Demystifying impact investing
At EQ, we are passionate about impact investing and engage with a fast-growing number of investors who would like to make a positive impact on society and the environment. However, a few misconceptions are still preventing some investors and advisers from joining in with our impact enthusiasm. In this blog we will be busting five common myths around impact investing.
1) Impact investing is just like ESG investing
We believe the simplest factor distinguishing the logic of ESG (environmental, social and governance) investing and impact investing is that ESG focuses on the quality of a company’s operations, while impact investing primarily focuses on the purpose of a company’s main products and services.
ESG investing aims to invest in companies that show efforts to reduce their negative effect on some of their stakeholders, for example their employees, whereas impact investing aims to allocate capital to companies that provide solutions solving the largest societal needs, while doing so in a responsible manner.
For more info on what impact investing is, see this FT Adviser article written by EQ’s Damien Lardoux.
2) Impact investing will sacrifice my investment returns
Impactful companies are those that have turned the largest societal challenges into profitable business opportunities. These companies benefit from the growing global demands for their products and services, greater regulatory support and from avoiding reputational and stranded asset risks.
Albeit a shorter track record versus traditional investing, market evidence demonstrates that impact investment can produce market rate returns or above. The EQ Positive Impact Portfolios have outperformed their conventional benchmarks since their launch six years ago.
By targeting sustainability themes that by definition are long-term societal needs, impact investments also have much greater long-term return growth potential. And the sustainability of investment returns should matter for long term investors.
For more info on the relationship between sustainability and returns, see our article here.
3) Impact investing will mostly target small-cap, early-stage and non-profitable companies
Impactful investment opportunities exist across a range of asset types and company sizes. EQ’s Positive Impact Balanced Portfolio shows a healthy split between 14% small-, 39% medium- and 47% large-cap companies.

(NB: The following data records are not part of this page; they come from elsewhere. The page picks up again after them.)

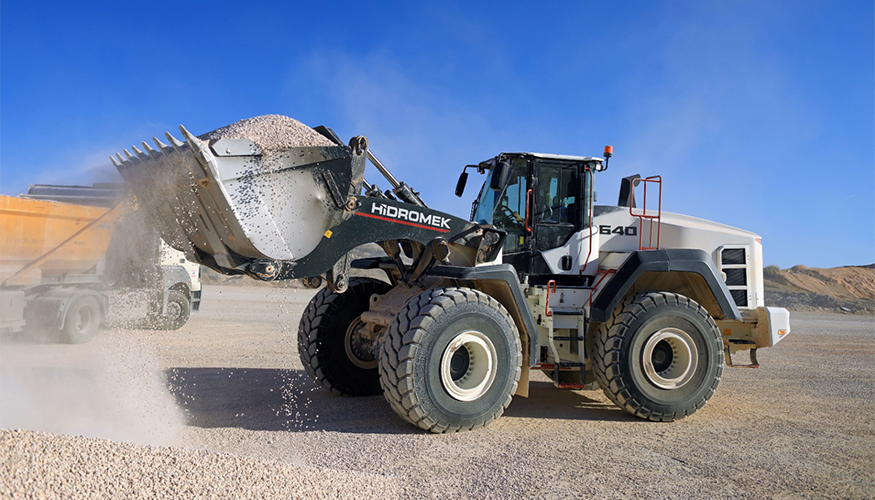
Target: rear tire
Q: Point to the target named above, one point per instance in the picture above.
(451, 360)
(659, 357)
(177, 312)
(81, 321)
(331, 350)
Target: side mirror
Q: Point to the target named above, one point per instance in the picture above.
(500, 174)
(460, 186)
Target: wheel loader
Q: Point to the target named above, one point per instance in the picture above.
(647, 305)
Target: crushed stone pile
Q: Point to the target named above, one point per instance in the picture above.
(41, 465)
(270, 132)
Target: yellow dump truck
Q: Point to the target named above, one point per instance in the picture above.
(67, 268)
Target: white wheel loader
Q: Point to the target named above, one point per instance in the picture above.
(646, 305)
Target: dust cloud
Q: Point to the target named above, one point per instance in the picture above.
(111, 388)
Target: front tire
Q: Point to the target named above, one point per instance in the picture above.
(177, 312)
(81, 321)
(451, 360)
(659, 357)
(330, 344)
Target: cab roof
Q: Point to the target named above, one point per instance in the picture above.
(549, 156)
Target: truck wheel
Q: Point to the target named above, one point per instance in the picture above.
(451, 360)
(659, 357)
(331, 345)
(178, 311)
(81, 321)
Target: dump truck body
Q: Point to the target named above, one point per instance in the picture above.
(61, 268)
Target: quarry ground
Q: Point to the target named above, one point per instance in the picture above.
(223, 408)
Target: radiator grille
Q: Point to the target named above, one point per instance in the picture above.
(734, 265)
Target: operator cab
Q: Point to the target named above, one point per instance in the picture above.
(543, 201)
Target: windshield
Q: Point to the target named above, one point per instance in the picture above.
(482, 213)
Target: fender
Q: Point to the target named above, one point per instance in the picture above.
(667, 260)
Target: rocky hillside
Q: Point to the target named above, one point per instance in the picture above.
(800, 288)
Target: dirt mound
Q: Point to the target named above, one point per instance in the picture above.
(848, 288)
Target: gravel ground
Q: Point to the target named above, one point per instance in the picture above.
(223, 408)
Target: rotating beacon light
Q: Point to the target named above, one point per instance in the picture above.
(609, 152)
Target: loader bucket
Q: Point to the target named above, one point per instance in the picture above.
(228, 204)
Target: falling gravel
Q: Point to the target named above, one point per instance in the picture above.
(270, 132)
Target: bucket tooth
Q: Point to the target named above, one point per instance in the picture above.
(152, 152)
(141, 155)
(192, 140)
(173, 141)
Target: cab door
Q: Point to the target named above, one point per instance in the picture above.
(512, 214)
(556, 214)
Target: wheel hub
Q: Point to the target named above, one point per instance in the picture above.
(360, 348)
(468, 366)
(670, 358)
(174, 310)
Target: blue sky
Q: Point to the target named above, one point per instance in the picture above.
(758, 114)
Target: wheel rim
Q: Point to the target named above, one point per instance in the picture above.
(359, 349)
(468, 366)
(84, 317)
(670, 357)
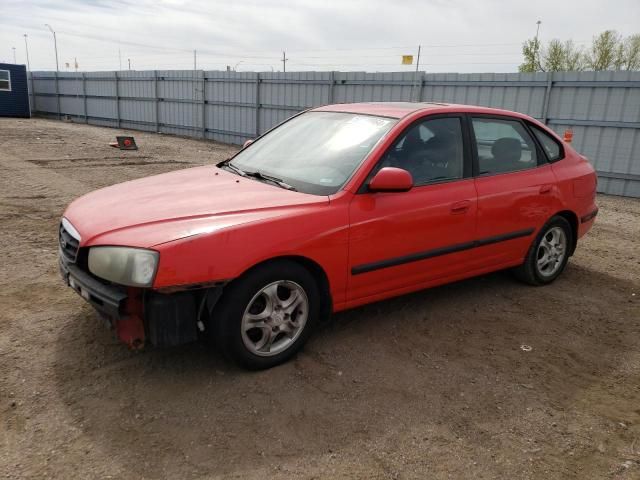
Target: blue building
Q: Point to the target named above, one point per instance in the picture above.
(14, 92)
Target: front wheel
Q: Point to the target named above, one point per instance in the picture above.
(266, 316)
(548, 255)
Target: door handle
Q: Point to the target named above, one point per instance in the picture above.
(460, 207)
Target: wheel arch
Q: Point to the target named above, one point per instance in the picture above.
(572, 218)
(314, 268)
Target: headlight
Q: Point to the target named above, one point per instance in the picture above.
(134, 267)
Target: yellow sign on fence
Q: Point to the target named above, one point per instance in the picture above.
(407, 59)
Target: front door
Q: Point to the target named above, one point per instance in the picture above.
(401, 240)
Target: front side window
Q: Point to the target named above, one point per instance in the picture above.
(503, 146)
(550, 144)
(430, 151)
(5, 80)
(315, 152)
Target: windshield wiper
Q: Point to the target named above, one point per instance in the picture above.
(232, 167)
(269, 178)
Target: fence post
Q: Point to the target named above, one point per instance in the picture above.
(258, 79)
(117, 98)
(547, 96)
(58, 97)
(32, 105)
(332, 80)
(157, 98)
(421, 87)
(204, 104)
(84, 97)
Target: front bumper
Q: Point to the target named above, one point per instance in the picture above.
(109, 300)
(140, 315)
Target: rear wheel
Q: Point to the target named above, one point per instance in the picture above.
(548, 255)
(266, 316)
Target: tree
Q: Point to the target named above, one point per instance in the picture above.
(604, 52)
(574, 57)
(632, 52)
(554, 57)
(530, 50)
(609, 51)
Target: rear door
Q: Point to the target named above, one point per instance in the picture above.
(400, 240)
(515, 185)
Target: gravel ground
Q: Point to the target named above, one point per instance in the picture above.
(429, 385)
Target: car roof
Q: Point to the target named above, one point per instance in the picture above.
(402, 109)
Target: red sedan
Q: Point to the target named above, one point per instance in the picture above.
(337, 207)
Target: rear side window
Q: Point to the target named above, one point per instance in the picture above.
(550, 144)
(5, 80)
(503, 146)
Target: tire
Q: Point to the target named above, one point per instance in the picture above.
(266, 316)
(554, 239)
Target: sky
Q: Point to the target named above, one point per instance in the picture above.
(345, 35)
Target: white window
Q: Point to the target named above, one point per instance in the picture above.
(5, 80)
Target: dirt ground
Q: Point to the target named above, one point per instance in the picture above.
(430, 385)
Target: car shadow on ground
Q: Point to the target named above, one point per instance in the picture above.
(451, 359)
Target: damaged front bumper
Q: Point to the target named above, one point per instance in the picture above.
(140, 315)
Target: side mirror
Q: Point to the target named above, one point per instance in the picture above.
(391, 179)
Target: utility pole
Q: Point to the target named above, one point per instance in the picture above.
(415, 75)
(26, 46)
(537, 56)
(55, 44)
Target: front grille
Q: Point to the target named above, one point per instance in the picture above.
(68, 245)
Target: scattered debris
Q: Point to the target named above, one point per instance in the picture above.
(125, 143)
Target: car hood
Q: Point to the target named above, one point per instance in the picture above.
(171, 206)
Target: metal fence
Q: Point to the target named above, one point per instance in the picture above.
(602, 108)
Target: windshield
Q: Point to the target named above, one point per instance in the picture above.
(315, 152)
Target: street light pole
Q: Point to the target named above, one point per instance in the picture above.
(55, 44)
(537, 56)
(26, 47)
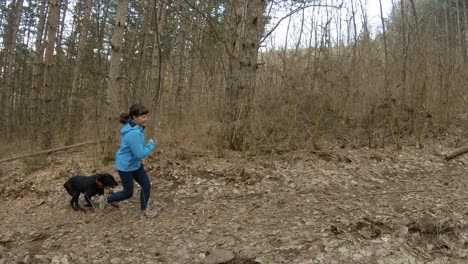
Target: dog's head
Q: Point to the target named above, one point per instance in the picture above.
(106, 180)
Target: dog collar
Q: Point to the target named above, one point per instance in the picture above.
(100, 185)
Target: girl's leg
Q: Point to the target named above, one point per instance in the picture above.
(127, 182)
(142, 178)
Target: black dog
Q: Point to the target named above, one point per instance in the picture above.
(89, 186)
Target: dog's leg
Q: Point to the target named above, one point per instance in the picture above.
(89, 204)
(75, 204)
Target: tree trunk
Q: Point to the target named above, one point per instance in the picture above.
(48, 110)
(465, 30)
(8, 64)
(244, 25)
(74, 105)
(37, 73)
(112, 101)
(156, 58)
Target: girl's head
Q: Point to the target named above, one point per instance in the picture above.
(138, 112)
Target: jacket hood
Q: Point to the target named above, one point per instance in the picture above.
(127, 128)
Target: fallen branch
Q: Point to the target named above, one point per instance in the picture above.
(49, 151)
(457, 153)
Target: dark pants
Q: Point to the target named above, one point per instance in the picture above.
(127, 177)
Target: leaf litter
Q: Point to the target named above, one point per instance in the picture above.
(340, 206)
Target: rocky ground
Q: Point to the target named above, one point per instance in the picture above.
(352, 205)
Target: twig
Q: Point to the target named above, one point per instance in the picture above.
(49, 151)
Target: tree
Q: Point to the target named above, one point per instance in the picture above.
(112, 101)
(37, 72)
(73, 104)
(48, 111)
(8, 63)
(244, 26)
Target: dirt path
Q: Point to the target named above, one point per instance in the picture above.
(338, 206)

While impact investors do seek out innovative companies, it does not mean that these are early-stage. We see many mature corporates switching up their core offerings to reflect the changing needs of society, and to adjust to new risk constraints. The median founding year of the companies within our Positive Impact Portfolios is 1996, compared to 1998 for the current FTSE100 index.
While a number of those impactful companies may have been small in size 10 years ago, thanks to above-average growth, they have now become mid- and large- cap companies. A good example being DS Smith which recently joined the FTSE100 index.
There is ample evidence that sustainable businesses are well-managed, are more innovative and that sustainability themes provide great market potentials – thus pulling and pushing profits.
Our latest Impact Report highlights this in more detail.
4) It is a narrow investment universe and you cannot get real impact opportunities at attractive valuations
There is no single defined investment universe for impact investors. Investor preference defines their opportunity set by deciding on risk, return and impact theme targets. The amount of companies eligible for investment can further depend on the impact or ESG standards set by investors.
While this means that we can’t give a reliable impact universe estimate, opportunities are larger than some might assume. The portion of the equity universe invested into by the EQ Positive Impact Balanced Portfolio spans to over 630 unique companies, globally.
This universe is also expanding. As much as investor interests are turning to sustainability, companies’ business models are too, increasing the amount of ‘impactful’ candidates. For example, Impax Asset Management, in 1999, had an investment universe of 250 companies generating more than 50% of their revenues from environmental solutions. This universe has now grown to 1,100 companies.
Our own research shows that while the weighted average valuation (P/E or Price to Earnings) of the companies we invest in is higher than the FTSE 100 companies, the average earnings growth is two times higher. As a result, the valuation adjusted for growth (PEG or Price to Earnings to Growth ratio) is cheaper than the FTSE 100 companies.
5) Impact investing is too volatile and risky for private investors
Many high-impact investments are located in more volatile markets (e.g. emerging markets), but it is also true that sustainable businesses show reduced residual volatility.
While long track-record data is not yet available across all risk categories for the aggregated impact investment sector, we have evidence that EQ’s Positive Impact Portfolios have shown better risk-adjusted returns than their conventional benchmarks since their inception (i.e. factoring in volatility). To us this supports the opinion that by investing in well-managed businesses that target long-term needs, some potential higher short-term volatility is worth the sustainable returns.
Impact investment is an investment strategy, not an asset class in itself. As discussed, opportunities exist from small to large companies, equity, debt and real assets – and risks vary between these. Therefore, portfolio managers are able to adhere to normal risk categories and create options for different ‘risk appetites’. This way, any private investor can make their pension or ISA contribute to positive societal change.